Der Vater wird von Lothar Körner, meinem Ur-Ur-Großvater, gespielt. Er war vor mir der letzte in der Familie, der beruflich in Film und Theater tätig war. Er spielte in Brechts Uraufführung den Baal und arbeitete mit Max Reinhardt. Er drehte vier Filme mit Stellan Rye und begegnete mir so in meinem Studium: unter anderem war er der Vater von Margit im Stummfilm Der Student von Prag (1913).
Der Kurzfilm zeigt, wie ich als Ur-Ur-Enkel seine Tätigkeit für die NS-Propaganda sehe und wie sie mich in einen Konflikt mit meiner Arbeit als Opernregisseur führt. Der Film behandelt Fragen nach familiärer Verbindung und Verantwortung in der Kunst. Körner scheint im Film durch meine Wohnung, meinen Arbeitsplatz, meinen Kopf zu tanzen. Am Ende muss ich sein Erbe annehmen in Form eines Ringes, der tatsächlich aus seinem Besitz stammt. Der Film endet mit meinem Schatten auf einem Opernplakat: was man aus dem NS-Erbe seiner Vorfahren macht, wird nicht beantwortet – aber ablegen kann man diese Familiengeschichte nicht.

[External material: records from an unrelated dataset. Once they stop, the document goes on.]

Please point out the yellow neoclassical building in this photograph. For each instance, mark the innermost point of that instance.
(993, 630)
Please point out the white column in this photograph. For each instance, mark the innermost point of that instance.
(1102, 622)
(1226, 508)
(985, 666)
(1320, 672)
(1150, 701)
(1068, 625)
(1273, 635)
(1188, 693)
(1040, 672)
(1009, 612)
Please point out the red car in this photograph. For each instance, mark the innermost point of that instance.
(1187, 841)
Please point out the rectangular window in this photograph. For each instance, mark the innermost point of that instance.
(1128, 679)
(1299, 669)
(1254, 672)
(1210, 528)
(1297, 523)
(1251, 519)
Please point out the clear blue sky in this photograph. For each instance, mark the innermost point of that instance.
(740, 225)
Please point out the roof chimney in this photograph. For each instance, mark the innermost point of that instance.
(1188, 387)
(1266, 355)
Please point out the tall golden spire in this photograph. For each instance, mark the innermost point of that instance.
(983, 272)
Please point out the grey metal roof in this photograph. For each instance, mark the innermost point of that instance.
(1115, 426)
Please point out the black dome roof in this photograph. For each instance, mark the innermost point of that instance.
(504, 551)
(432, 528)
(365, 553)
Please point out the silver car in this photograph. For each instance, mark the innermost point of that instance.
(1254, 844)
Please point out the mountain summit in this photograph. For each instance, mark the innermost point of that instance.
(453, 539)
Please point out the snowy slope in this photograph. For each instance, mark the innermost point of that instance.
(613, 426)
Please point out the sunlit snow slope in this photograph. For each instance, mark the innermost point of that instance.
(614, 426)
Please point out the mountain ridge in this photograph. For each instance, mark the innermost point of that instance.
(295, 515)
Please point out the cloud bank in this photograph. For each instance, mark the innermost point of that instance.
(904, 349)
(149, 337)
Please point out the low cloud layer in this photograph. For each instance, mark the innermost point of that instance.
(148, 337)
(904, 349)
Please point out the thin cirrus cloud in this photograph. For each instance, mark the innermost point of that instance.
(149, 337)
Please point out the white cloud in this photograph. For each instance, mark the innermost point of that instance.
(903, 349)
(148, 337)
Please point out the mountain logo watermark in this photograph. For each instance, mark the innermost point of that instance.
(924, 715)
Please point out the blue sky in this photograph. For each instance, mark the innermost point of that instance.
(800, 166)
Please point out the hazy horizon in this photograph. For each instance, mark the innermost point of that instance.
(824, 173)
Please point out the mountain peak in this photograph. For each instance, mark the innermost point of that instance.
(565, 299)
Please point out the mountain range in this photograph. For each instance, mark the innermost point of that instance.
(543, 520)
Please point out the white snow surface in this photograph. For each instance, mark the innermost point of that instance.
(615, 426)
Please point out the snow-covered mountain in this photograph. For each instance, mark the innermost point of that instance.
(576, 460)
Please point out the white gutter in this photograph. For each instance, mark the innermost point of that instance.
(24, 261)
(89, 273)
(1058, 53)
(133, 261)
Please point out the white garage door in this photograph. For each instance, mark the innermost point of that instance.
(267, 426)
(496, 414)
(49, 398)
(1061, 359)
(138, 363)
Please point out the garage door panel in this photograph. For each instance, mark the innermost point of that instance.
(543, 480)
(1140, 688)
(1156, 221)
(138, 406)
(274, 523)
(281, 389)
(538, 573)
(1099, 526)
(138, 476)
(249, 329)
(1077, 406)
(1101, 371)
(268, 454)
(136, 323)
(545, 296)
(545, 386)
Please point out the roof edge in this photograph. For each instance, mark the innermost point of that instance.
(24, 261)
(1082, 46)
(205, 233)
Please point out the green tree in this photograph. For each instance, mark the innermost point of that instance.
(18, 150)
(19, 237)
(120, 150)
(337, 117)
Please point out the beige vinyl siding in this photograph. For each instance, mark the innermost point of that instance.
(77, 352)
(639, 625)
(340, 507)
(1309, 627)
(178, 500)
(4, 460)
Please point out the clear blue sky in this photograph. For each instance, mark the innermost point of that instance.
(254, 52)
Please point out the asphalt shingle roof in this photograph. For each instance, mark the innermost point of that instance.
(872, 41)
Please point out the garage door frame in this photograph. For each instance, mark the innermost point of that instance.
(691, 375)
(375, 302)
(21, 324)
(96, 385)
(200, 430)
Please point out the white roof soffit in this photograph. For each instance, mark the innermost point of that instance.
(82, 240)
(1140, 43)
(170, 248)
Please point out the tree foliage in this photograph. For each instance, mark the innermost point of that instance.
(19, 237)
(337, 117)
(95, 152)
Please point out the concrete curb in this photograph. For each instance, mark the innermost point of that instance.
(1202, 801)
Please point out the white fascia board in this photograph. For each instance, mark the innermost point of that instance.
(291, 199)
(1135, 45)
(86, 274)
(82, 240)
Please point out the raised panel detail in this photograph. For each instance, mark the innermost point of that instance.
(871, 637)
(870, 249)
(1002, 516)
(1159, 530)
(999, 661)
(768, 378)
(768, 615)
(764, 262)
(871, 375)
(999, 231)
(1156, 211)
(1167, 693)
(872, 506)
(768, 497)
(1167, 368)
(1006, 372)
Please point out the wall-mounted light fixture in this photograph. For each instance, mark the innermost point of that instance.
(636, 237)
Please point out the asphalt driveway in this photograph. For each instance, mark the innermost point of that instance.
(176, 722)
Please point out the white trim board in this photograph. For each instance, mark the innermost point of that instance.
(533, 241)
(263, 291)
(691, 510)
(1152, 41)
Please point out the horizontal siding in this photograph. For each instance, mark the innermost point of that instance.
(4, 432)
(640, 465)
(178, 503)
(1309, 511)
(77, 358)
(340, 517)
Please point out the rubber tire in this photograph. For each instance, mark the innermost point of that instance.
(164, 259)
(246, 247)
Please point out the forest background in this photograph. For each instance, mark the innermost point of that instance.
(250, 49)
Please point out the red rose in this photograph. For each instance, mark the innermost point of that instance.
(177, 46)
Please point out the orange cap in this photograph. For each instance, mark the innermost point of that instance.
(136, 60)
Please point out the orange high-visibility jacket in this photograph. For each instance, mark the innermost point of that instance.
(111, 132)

Der Film greift auf den für mich typischen surrealistischen Stil zurück, inspiriert von Maya Deren und David Lynch. Die Musik steht dem gesprochenen Wort des Films nicht im Weg, hält sich zurück und kreiert in ihrem Minimalismus einen Raum für die Gedanken und Gefühle der Figur beim Sichten des Vorbehaltsfilms. Wenn Körner den Handlungsraum beherrscht, ist eine von mir eingespielte Version von Händels Chorsatz Go gen’rous pious youth aus seinem Oratorium Theodora zu hören: ein Satz, der die Tugenden der Jugend preist und ihnen Frieden und Ruhe wünscht.
Der Film entstand in kompletter Eigenregie und -produktion.